I’m sitting in the living room of the flat that I’ve called home for the last three years. It’s peaceful, other than the sound of muffled hip hop beats penetrating the wall from the flat next door. The distraction, which I’m quite used to, is annoying but bearable. Normally my neighbour’s routine is to start pumping out music at 1pm, gradually get more and more stoned throughout the afternoon, and then collapse into bed around 6pm (or that’s what I assume he does, as that’s when the music stops).
There’s so much that I love about living here. This flat has afforded me my first spell of peace and stability since I found myself caught up in the mental health system in 2007 after experiencing an episode of psychosis. I have moved home about five times since then, and have had four spells in hospital, so it’s been a fairly chaotic time. But my last spell in hospital was over five years ago, and I feel very blessed to have enjoyed an extended period of stability, both in terms of my mental health and my living situation.
Unfortunately, that could be about to change. My present accommodation is ‘supported’ which means I have a rolling week-to-week contract that is tied to the support I’m getting from a local mental health charity called Mind. After my last spell in hospital in 2013 I moved first into a shared house supported by Mind, and then after a year and a half I moved into my current accommodation, a self-contained one bedroom flat (also supported by Mind). The shared house was utter chaos – non-stop antisocial behaviour from several of the tenants – so I was delighted to move into a flat where I would be living alone.
I have had regular assessments from the staff at Mind since I’ve been living here, and within the mental health system supported housing is generally regarded as temporary. When you are well enough you are expected to move on. I have a review meeting tomorrow and I’m expecting I will be put under pressure to move on.

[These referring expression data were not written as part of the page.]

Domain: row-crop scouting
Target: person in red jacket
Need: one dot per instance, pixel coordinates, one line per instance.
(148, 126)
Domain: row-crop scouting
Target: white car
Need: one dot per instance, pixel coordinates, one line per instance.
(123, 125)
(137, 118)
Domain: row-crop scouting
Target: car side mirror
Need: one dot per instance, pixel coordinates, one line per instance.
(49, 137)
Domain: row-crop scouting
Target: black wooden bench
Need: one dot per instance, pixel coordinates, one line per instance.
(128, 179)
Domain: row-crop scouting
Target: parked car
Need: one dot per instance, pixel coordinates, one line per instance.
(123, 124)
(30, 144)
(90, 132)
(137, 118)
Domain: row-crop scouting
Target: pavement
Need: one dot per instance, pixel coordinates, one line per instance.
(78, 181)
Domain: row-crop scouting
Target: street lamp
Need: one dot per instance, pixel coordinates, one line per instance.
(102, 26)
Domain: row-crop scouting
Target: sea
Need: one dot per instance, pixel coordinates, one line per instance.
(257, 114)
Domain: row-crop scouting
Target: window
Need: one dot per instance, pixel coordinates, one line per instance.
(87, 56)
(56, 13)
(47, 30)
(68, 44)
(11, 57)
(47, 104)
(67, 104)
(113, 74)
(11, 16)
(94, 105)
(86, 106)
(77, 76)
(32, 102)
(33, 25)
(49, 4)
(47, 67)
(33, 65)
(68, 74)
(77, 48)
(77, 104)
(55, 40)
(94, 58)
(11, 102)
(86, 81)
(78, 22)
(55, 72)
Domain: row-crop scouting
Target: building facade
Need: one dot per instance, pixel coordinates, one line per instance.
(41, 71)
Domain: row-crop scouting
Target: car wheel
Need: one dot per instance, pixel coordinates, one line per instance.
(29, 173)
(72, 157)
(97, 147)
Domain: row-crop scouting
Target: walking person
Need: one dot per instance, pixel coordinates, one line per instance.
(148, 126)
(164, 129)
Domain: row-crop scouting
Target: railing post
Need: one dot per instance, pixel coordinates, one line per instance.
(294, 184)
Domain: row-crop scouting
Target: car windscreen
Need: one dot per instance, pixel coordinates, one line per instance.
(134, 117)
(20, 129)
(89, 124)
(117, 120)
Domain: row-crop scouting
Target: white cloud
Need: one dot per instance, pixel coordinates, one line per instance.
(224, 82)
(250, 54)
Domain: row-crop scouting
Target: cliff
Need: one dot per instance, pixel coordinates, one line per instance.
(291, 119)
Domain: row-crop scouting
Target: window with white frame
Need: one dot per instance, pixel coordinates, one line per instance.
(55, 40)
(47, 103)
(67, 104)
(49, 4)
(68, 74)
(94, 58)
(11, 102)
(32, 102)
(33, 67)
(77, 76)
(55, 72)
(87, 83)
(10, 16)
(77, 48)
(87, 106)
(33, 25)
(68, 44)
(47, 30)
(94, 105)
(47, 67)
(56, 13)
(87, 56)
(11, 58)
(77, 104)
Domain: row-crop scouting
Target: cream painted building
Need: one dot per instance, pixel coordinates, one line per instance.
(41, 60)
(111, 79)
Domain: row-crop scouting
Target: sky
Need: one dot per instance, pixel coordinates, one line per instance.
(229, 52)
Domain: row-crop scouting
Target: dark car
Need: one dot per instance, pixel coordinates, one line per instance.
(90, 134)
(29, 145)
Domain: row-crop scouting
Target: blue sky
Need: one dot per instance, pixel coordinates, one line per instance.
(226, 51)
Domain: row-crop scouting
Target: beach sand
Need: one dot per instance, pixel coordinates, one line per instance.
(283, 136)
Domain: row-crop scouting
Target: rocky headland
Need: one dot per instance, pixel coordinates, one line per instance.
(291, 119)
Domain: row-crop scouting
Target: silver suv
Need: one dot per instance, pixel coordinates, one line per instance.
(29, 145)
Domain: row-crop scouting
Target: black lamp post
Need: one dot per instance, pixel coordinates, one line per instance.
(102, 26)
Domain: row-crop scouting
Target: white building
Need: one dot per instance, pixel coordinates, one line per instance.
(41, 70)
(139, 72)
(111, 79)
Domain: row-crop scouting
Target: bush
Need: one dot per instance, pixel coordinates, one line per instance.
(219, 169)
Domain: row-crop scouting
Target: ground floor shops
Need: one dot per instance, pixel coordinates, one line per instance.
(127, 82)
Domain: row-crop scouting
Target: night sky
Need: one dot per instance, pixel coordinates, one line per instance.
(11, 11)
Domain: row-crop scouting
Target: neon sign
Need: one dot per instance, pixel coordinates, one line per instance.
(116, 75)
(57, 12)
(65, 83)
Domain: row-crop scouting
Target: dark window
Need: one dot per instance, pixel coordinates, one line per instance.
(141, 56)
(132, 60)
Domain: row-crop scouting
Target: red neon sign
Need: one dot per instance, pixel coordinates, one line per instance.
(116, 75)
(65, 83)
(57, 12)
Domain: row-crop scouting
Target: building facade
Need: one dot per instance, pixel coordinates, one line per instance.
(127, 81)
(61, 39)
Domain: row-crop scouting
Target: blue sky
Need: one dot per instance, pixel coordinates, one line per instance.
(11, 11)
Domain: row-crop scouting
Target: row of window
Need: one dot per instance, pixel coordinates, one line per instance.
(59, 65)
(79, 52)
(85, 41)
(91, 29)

Naturally, tomorrow’s review meeting has been occupying my thoughts and prayers in recent days. I’m quite anxious about it. During times of prayer God has spoken to me and indicated he wants me to stay where I am, and so part of me feels I must trust what I hear from God and fight to stay, even if that doesn’t chime with the norms of the supported housing process, or even my instincts.
Obviously, work and finances come into the equation. I’m not going to go into the details of my financial situation on a public forum, but I’ll just say that I have some savings, though they would only be enough for me to rent privately for one-to-two years before I would need to be in full-time work or claim state benefits if I want to stay in London.
Part of me would love to be working and to own my own flat. But it would be very difficult for me to get a mortgage with my mental health condition, and it would also be difficult for me to find a suitable job because of my turbulent past and ongoing mental health problems. I have a lot of good experience and skills, but the medication which I’ve been taking now for over a decade has sadly affected my mental and physical health due to some pretty unpleasant side effects that I now live with on a daily basis.
There are many other aspects to this situation that if I were to discuss would mean a really lengthy blog post which I suspect no one would read. After all, it’s not nearly as interesting as discussing the omnipresence of God or my latest musical endeavour! But I wanted to give you this overview of my situation in the hope that some of you will pray for me, particularly over this meeting tomorrow, and that God would grant me wisdom in dealing with all of these issues. Please pray that the way forward would become clear, and that I would have peace of mind whatever happens.
Thank you so much for reading and God bless you.